C’est peut-être une obsession chez moi,
mais j’ai toujours du mal à comprendre pourquoi cette chimère qu’on appelle
« Communauté internationale » et qui se réduit en réalité à une
dizaine de nations, est si peu prompte à réprimer les erreurs et bavures
commises dans les pays du Nord, alors qu’elle sanctionne très sévèrement celles
dont les auteurs sont au Sud.
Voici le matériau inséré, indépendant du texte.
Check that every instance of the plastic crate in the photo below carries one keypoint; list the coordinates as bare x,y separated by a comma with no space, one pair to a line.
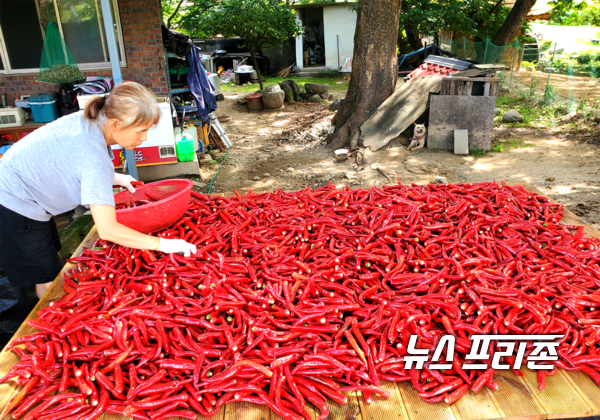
12,117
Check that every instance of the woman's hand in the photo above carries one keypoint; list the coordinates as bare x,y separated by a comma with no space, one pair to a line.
105,218
173,246
122,180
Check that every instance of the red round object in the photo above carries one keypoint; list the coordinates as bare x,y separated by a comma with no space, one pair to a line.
171,200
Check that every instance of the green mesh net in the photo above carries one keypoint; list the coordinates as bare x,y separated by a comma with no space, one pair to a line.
58,64
484,52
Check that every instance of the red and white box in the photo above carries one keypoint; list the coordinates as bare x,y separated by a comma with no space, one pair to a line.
159,149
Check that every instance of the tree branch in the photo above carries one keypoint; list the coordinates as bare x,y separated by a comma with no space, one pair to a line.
174,14
496,7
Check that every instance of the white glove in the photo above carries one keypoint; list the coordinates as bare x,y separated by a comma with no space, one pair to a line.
176,246
122,180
Aucun chef d’Etat d’Europe ou d’Amérique du Nord
n’accepterait de signer un traité, d’entretenir une amitié sincère avec un
président africain qui renie tous les engagements souscrits par son pays, au
mépris du droit international, sur la base d’arguments cousus de fil blanc et
que la science, la logique, le bon sens réfutent. Pourtant, malgré ses
mensonges et ses palinodies, Donald Trump échappe aux critiques de ses pairs et
ne fait l’objet d’aucun ostracisme !
Des mensonges calibrés et itératifs !
Ses mensonges ont été propagés par
tweets, discours et annonces officielles, dans des meetings et des réceptions,
et le recensement cité plus haut ne prend pas en compte ceux qui ont été tenus
dans l’intimité de sa chambre à coucher ou au téléphone avec ses enfants ou ses
collaborateurs privés tenus au secret. Ils ne résultent pas d’une estimation
grossière, approximative, comme celle que l’on fait à vue de nez pour évaluer
la richesse d’un gisement de pétrole. Ils ne sont pas le fruit des
élucubrations d’amuseurs publics, de chansonniers ou d’humoristes, de journaux
spécialisés dans la caricature ou l’outrance. Ils ont été répertoriés,
enregistrés, classés par des experts en fake-news
appartenant à des médias sérieux et fiables qui disposent de moyens
d’investigation conséquents. L’une de leurs sources est le New-York Times, sans doute le quotidien le plus influent et le plus
prestigieux du monde, qui a investi plusieurs millions de dollars pour se doter
d’une antenne créée ex nihilo à
Washington et consacrée exclusivement à l’écoute des propos du président. Son
rival, le Washington Post, qui est pour
ainsi dire dans la fosse au lion, tient une véritable base de données des
mensonges et affirmations inexactes du locataire de la Maison Blanche, classés
selon leur gravité et selon les sujets abordés. Les examens cliniques établis par ces journaux et
par d’autres observateurs nous enseignent que ces mensonges sont
« calibrés », avec un pic en période électorale et une moindre
fréquence en période de mer calme. Ils sont souvent itératifs et comportent de
nombreux « doublons ». Ainsi et à titre d’exemples, Trump a répété
160 fois que la construction d’un mûr entre les Etats-Unis et le Mexique avait
déjà commencé, ce qui reste faux, et 143 fois qu’il était à l’origine de la
plus grande réduction d’impôts de l’histoire de son pays, ce qui est également
inexact ! Il lui est même arrivé de remplacer un mensonge par un autre
mensonge, et c’est ainsi qu’après avoir prétendu, il y a quelques années, que
son père était d’origine suédoise - (reprenant tout simplement une contrevérité
que ce dernier avait lui-même propagée à une époque où l’Allemagne était
montrée du doigt, ce qui prouve que bon sang ne saurait mentir !) - il a
affirmé récemment, avec la même assurance et la même mauvaise foi, que son père
était Allemand, né en Allemagne dans « un endroit (!) formidable ».
« Formidable »
comme « énorme » ou « extraordinaire », font partie du
champ lexical de Donald Trump qui est d’une affreuse pauvreté !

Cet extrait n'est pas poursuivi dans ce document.